Дворянская молодежь быстрее разобралась, что к чему, охотно уступила разночинцам университеты и пошла в технические институты: путейский, горный, лесной, в технические училища – именно они, эти институты, стали привилегированными, а их студенты, материально обеспеченные, стали “белоподкладочниками” (с белыми шелковыми подкладками студенческих сюртуков). Недаром же русские инженеры с успехом двинули техническую мысль и техническое развитие Отечества и сами приобрели серьезную репутацию в мире. Их не хватало в России (но это уже другое дело), и западный капитал, через концессии используя природные богатства России, привозил и свои технические кадры.
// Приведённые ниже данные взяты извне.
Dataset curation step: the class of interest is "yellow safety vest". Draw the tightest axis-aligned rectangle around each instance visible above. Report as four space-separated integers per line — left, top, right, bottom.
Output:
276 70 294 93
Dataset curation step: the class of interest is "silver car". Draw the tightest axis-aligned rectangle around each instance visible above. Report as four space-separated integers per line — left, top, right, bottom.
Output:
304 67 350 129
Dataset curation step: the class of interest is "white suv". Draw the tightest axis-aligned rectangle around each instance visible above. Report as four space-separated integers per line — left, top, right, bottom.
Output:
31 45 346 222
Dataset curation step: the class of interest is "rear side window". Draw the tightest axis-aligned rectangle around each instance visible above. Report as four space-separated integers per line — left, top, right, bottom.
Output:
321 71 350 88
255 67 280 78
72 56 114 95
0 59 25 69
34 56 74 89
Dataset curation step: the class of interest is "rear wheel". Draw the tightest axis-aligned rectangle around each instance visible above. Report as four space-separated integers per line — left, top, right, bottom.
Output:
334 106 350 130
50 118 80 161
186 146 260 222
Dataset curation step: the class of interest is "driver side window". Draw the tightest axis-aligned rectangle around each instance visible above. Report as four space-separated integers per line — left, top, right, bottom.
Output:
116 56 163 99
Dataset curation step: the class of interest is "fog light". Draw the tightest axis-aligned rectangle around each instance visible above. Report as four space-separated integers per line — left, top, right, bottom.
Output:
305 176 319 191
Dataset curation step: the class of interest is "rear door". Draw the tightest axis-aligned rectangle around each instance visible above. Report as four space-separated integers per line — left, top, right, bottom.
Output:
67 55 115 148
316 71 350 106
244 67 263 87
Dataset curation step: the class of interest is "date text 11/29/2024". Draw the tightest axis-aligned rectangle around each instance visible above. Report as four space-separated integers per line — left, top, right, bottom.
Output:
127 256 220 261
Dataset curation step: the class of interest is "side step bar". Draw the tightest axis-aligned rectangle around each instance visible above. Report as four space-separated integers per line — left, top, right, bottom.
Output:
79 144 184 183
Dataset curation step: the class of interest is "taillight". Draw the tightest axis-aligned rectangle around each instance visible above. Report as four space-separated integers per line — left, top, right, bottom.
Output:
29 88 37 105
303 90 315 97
Архаичность была столь очевидной, что разрушить ее было нетрудно, и за это дело взялись большевики: “до основанья, а затем…” Едва ли не главным ходом уже тогда было раздробление России на союзные и автономные республики, области и округа в сочетании с централизмом. Гениально придумано, а рассчитано на недалеких и безнравственных людей, которые одной рукой принимают национальную независимость, а другой – передают ее центру. Такие люди нашлись везде. Игра была серьезная, разнообразная и авантюрная. Это нынче Украина и Белоруссия утверждают, что им был навязан русский язык. Ничего подобного: почитайте-ка газеты начала 30-х годов, они полны сводками и отчетами о том, как административно (и репрессивно) на Украине внедряется украинский, в Белоруссии – белорусский язык. Русских чиновников изгоняли и сажали за “саботаж”. Другое дело, что спустя еще три-четыре года на Украине и в Белоруссии собственные языки стали препятствием в централизации СССР, в котором они вот как были заинтересованы.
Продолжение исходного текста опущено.